From Aviva Rossner’s first arrival on campus that fall, Bruce Bennet-Jones’s memories are fixated on the new Jewish student matriculating into the class below his. Her early rejections of his desperate sexual overtures consume Bruce, and his fascination melds with jealousy as Aviva’s relationship with Seung Jung — the second son of Korean immigrants, a senior, swimmer, and dorm proctor from Bruce’s New Jersey hometown — flourishes under the scandalized and intrigued eyes of their schoolmates and faculty. As Seung and Aviva flout the dormitory rules and flaunt the intensity of their physical relationship, their lack of awareness subjects them to gossip (“Aviva didn’t know any better because she was a Jew — vulgar, totally unschooled in Yankee discretion.
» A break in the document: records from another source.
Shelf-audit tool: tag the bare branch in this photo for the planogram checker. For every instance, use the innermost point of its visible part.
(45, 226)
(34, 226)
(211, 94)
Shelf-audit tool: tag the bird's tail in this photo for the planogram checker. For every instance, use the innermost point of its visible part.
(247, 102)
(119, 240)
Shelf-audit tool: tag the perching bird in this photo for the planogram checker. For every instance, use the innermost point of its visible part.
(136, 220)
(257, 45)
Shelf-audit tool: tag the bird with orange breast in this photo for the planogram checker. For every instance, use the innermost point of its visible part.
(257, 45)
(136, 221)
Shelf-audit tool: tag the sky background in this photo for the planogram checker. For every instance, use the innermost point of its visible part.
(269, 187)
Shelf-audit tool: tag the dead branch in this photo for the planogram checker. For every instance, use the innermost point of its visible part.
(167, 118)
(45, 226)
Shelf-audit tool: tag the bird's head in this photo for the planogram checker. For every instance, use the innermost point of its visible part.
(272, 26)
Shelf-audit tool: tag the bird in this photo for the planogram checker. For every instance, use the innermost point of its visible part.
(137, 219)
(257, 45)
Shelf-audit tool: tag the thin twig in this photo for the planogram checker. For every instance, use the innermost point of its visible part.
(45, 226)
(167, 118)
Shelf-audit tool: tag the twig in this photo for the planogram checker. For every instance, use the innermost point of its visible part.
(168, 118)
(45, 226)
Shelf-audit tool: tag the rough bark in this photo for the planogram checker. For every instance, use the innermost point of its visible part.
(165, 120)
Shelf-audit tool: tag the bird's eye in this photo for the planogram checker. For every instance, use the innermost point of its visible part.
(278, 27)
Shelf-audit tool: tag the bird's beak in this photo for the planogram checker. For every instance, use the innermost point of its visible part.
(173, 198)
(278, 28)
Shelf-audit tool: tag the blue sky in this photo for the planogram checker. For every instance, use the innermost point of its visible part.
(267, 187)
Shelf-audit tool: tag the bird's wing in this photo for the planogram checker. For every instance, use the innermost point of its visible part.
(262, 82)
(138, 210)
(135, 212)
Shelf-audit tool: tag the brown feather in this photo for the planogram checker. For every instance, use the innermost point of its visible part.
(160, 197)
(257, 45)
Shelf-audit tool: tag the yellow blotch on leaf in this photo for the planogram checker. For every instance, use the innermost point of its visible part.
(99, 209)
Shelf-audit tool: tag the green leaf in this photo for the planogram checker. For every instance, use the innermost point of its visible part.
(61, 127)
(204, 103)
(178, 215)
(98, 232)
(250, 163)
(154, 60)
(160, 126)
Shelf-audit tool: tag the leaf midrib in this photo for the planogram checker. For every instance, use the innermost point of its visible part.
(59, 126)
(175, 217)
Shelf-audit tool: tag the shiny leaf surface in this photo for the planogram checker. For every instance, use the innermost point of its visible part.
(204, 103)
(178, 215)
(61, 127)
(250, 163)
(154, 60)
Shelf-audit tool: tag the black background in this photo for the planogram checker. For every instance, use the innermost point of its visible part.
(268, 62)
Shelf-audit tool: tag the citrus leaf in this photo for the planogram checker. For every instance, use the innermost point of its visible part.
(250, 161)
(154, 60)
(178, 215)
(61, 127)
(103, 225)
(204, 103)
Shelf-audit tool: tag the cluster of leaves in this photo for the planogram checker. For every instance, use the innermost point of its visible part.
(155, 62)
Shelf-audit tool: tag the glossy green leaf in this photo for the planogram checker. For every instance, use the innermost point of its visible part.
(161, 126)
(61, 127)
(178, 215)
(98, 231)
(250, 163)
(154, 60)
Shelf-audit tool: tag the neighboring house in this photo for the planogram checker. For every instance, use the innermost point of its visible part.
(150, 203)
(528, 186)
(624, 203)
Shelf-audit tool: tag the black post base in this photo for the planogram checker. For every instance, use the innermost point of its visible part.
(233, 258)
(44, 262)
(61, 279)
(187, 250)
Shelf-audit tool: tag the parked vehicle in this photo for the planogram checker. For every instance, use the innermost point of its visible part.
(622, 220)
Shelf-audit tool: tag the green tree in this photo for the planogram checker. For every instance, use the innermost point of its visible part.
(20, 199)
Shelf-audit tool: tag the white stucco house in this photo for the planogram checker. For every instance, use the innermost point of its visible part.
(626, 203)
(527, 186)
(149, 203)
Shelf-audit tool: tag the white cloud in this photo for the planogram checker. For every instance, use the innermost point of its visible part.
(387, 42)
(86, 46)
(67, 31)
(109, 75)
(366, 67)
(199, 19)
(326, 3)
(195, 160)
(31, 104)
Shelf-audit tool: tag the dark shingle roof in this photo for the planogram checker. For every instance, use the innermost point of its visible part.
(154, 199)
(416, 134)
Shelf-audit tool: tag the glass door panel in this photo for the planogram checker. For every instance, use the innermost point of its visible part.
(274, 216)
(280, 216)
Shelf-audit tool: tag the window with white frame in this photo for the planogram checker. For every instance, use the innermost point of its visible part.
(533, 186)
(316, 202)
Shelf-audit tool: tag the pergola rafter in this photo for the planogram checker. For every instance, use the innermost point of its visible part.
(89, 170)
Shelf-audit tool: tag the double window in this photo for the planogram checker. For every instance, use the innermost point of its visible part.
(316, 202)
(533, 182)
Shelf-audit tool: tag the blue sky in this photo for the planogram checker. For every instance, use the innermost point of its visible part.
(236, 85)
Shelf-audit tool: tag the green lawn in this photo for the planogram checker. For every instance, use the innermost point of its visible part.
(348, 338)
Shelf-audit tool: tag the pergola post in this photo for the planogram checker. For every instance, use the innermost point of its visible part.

And she led Seung.”), disciplinary action, and forewarned tragedy; their conjointly developing sexuality — experienced “as psyche more than body, as vulnerability and power, exposure and flight, being anointed, saved, transfigured” — utterly absorbs them and, through his obsession, Bruce.
The Virgins reenters the northeast American boarding school world of A Separate Peace a generation later, enrolling the anonymous children of Gene Forrester and Brinker Hadley into their parents’ boyhood kingdoms gone co-educational and racially inclusive — as far as prestigious Protestant institutions have progressed by 1979. As the novel’s narrator, Bruce — now an adult with a respectable directorial career for the stage — recounts his senior year at Auburn Academy as the privileged legacy of his father (“the Judge”), older brother, and the generations before them. Like the narrator of the preceding generation’s boarding school tragedy, Bruce covets that which his classmate possesses out of Bruce’s own grasp, and the possibility of implicitness in Seung’s downfall haunts Bruce’s adulthood, muddled under the memories of his passion and fantasies surrounding Aviva as the entitled, baffled, pining teen voyeur.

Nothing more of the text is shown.